Gece geç saatlerde Başbakan Yardımcısı Recep Akdağ ve Sağlık Bakanı Ahmet Demircan’la birlikte Tekirdağ’ın Çorlu ilçesindeki yaralıları ziyaret ettikten sonra kaymakamlıkta oluşturulan kriz masasında düzenlenen basın toplantısında konuşan Ulaştırma Bakanı Ahmet Arslan, Nisan ayında kontrollerin yapıldığını söyledi.
Arslan, “Elbette eksiklik varsa ortaya çıkacaktır ancak şunu ifade etmeliyim bu tip projelerde belli yıllara sari yapılan teknik kontroller, geometrik kontroller var. En son yılda bir kez yapılması gereken kontroller Nisan ayında, yakın bir zamanda yapılmış. Yol boyunca tren teşkil elemanlarımız ve şeflerimiz kontrollerini yapar ilgili mercilere bildirir” dedi.
Ulaştırma Bakanı: “Menfezde olağanüstü şişkinlik olmuş”
8 Temmuz'da 07.00’de Uzunköprü’den kalkan trenin saat 10.40’ta kazanın meydana geldiği yerden geçtiğini belirten Ulaştırma Bakanı, daha sonraki geçişte 24 kişinin hayatını kaybettiği kazanın meydana gelmesini aşırı yağışa bağladı: “14.20 ile 15.10 arası metrekareye saatte 32 kilogram yağmur düşmüş, bu da oradaki menfezde olağanüstü şişmeye neden olmuş. Zemin sürekli aldığı yağış nedeniyle, suya doygunluk nedeniyle olağanüstü şişkinlik olmuş. Tren raylarıyla menfez arasındaki malzemeyi götürmesi sonucu boşluk oluşturmuş, tren raydan geçtiği sırada zira raylar, traversler normal yoldaki gibi gözükmüş, makinistler tarafından görülme şansı yok.

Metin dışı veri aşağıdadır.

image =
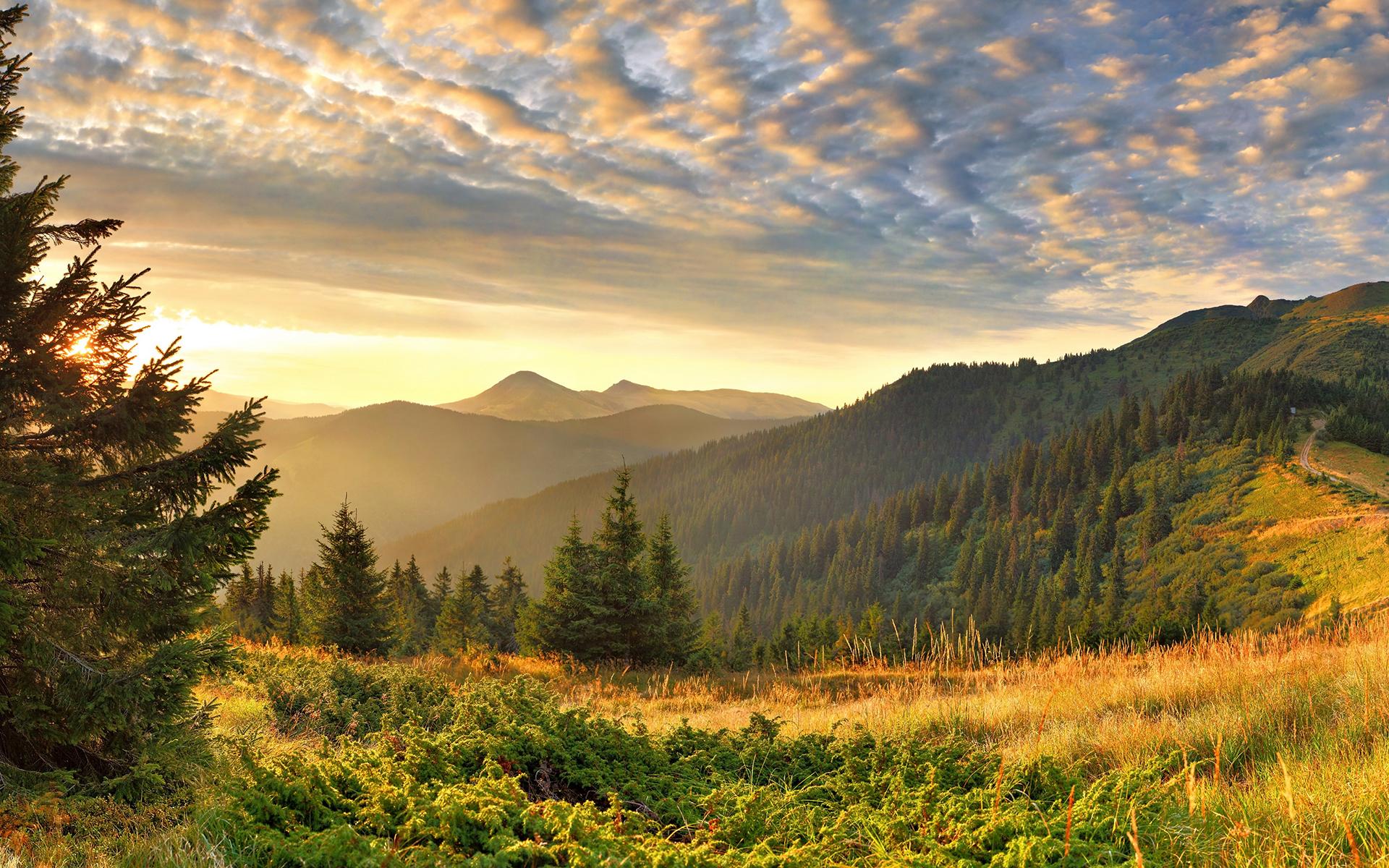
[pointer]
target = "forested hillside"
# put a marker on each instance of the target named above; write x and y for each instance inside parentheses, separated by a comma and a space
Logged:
(410, 466)
(729, 496)
(1106, 531)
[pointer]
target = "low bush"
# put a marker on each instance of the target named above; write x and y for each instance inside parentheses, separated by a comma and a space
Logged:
(501, 774)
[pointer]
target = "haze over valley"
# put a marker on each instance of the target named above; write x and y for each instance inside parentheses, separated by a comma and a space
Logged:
(700, 434)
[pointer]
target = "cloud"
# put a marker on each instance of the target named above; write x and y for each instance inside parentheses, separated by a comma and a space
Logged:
(859, 178)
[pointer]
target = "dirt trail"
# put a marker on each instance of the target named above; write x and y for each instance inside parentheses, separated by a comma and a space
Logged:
(1304, 459)
(1306, 454)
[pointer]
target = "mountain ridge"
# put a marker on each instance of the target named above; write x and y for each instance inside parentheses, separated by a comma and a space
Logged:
(528, 396)
(734, 495)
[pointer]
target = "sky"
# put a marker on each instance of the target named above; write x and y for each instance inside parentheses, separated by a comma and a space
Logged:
(363, 200)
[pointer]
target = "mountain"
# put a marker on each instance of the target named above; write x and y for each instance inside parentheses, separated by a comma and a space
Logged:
(530, 396)
(736, 495)
(525, 395)
(409, 467)
(729, 403)
(223, 403)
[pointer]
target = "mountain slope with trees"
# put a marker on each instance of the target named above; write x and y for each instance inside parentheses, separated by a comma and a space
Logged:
(525, 395)
(739, 493)
(410, 467)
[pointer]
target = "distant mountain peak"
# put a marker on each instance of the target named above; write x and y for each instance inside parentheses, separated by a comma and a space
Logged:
(522, 378)
(525, 395)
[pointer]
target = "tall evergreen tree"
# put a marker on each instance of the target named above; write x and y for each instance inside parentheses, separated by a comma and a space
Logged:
(673, 626)
(109, 552)
(356, 614)
(572, 618)
(744, 642)
(457, 624)
(509, 605)
(288, 623)
(619, 546)
(434, 605)
(410, 603)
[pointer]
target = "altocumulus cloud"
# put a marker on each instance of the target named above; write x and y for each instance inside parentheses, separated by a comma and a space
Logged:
(823, 174)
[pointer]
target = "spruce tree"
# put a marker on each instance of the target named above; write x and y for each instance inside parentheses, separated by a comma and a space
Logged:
(356, 616)
(442, 590)
(453, 628)
(572, 618)
(110, 553)
(509, 603)
(619, 546)
(673, 626)
(410, 602)
(313, 606)
(742, 643)
(288, 623)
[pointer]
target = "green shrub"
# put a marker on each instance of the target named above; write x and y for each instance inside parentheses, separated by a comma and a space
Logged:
(499, 774)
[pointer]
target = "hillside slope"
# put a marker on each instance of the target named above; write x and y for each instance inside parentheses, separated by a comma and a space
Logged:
(223, 403)
(407, 467)
(525, 395)
(741, 493)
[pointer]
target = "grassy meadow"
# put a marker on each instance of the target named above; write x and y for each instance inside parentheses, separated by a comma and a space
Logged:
(1213, 752)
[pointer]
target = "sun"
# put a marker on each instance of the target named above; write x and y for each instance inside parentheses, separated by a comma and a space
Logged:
(80, 349)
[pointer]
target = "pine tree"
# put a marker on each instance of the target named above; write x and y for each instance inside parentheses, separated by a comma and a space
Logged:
(619, 548)
(673, 625)
(480, 596)
(288, 623)
(312, 606)
(356, 614)
(1116, 592)
(410, 600)
(441, 592)
(239, 606)
(509, 603)
(570, 617)
(712, 649)
(741, 646)
(109, 555)
(456, 623)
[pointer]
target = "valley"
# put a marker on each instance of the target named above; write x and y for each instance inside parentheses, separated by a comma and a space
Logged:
(993, 599)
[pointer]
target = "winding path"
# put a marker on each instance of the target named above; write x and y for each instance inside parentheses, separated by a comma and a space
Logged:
(1306, 454)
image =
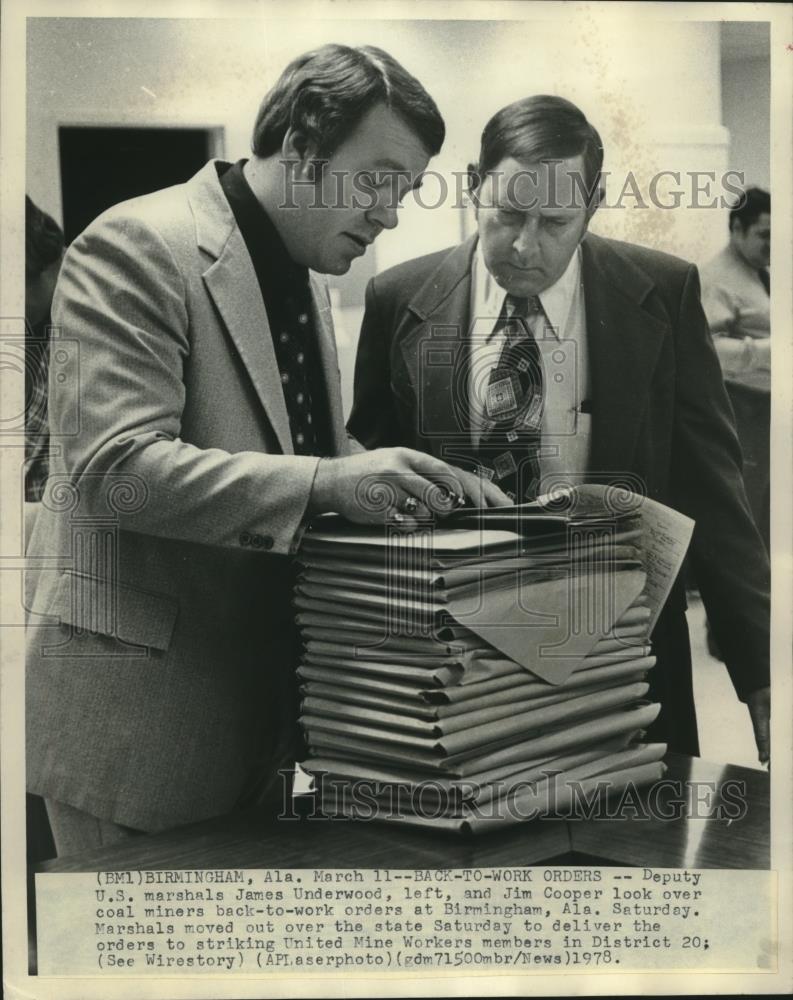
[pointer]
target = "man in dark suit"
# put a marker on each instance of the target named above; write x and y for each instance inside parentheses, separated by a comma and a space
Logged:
(206, 430)
(541, 354)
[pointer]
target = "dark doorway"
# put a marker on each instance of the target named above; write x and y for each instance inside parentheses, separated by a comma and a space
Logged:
(102, 166)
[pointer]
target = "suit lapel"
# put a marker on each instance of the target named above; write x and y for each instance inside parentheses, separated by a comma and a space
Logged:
(624, 344)
(232, 283)
(435, 351)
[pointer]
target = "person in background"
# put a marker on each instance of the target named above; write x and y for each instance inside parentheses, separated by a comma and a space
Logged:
(736, 288)
(210, 431)
(43, 256)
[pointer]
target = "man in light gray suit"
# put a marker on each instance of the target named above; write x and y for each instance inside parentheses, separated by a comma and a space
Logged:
(207, 427)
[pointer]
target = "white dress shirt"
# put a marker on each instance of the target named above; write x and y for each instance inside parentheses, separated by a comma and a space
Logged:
(561, 337)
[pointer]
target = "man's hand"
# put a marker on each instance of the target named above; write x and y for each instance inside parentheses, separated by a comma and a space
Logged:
(759, 703)
(396, 484)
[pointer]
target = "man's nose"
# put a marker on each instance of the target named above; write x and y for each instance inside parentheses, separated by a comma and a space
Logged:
(384, 214)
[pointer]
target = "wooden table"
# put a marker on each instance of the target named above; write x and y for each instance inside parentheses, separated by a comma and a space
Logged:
(695, 838)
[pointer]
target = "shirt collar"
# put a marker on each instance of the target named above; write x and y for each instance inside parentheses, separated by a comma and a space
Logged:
(258, 229)
(556, 300)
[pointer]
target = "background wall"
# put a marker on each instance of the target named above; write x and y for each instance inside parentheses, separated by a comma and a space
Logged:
(746, 98)
(660, 94)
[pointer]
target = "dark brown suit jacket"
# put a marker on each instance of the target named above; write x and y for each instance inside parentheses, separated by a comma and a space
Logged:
(661, 423)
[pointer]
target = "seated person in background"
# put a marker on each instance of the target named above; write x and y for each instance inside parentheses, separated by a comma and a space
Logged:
(43, 255)
(735, 288)
(642, 401)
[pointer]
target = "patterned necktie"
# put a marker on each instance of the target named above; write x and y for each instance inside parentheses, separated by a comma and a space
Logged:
(510, 442)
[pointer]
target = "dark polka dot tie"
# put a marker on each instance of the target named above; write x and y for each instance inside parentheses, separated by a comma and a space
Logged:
(291, 350)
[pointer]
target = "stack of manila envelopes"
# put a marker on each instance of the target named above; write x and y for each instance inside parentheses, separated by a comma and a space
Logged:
(485, 671)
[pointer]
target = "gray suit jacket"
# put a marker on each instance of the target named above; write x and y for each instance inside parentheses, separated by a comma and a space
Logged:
(160, 648)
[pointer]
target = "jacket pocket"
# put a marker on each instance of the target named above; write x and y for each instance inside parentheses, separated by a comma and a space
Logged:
(114, 609)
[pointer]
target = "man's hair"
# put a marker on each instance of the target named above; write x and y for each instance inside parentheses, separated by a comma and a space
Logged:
(749, 207)
(541, 128)
(325, 93)
(43, 240)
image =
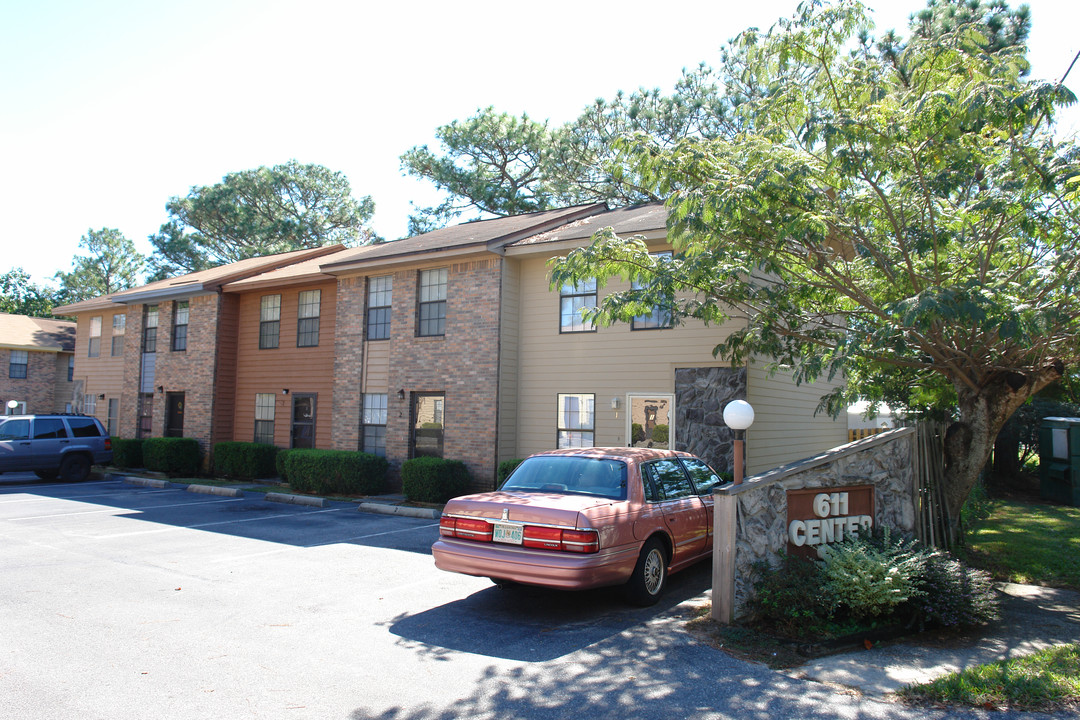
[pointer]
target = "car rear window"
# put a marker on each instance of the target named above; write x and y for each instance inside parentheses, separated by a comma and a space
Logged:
(49, 429)
(585, 476)
(84, 428)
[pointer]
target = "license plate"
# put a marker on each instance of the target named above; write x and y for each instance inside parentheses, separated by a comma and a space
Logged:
(507, 533)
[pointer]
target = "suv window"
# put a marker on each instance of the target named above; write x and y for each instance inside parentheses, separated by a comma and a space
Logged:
(48, 429)
(84, 428)
(15, 430)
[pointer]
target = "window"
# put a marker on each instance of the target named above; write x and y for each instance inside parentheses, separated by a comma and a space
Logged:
(379, 299)
(150, 330)
(664, 479)
(95, 337)
(269, 321)
(572, 300)
(661, 315)
(119, 327)
(432, 315)
(427, 438)
(16, 367)
(373, 424)
(304, 421)
(180, 325)
(307, 324)
(113, 420)
(264, 418)
(576, 420)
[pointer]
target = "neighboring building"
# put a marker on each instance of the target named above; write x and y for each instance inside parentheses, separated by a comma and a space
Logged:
(449, 343)
(37, 360)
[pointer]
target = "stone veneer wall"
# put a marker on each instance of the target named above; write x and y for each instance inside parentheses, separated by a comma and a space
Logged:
(700, 396)
(886, 461)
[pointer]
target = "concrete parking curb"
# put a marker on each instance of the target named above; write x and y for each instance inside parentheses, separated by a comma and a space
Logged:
(296, 500)
(404, 511)
(140, 481)
(216, 490)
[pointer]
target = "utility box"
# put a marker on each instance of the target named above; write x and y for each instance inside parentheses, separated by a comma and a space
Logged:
(1060, 460)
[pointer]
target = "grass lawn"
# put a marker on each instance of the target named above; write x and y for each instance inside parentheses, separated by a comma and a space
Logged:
(1027, 542)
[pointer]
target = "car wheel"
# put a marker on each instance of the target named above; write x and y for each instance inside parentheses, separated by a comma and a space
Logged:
(75, 469)
(650, 574)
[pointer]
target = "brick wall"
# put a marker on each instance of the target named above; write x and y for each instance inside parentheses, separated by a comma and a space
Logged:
(38, 389)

Lokomotif hattan geçtikten sonra oradaki boşluk anlaşılmış, lokomotif ve birinci vagon yoldan çıkmadan devam etmiş, birinci vagon dray etmiş yani yoldan çıkmış ancak mevcut pozisyonunu korumuş, diğer vagonlar menfezi geçmekle yan yatmışladır.”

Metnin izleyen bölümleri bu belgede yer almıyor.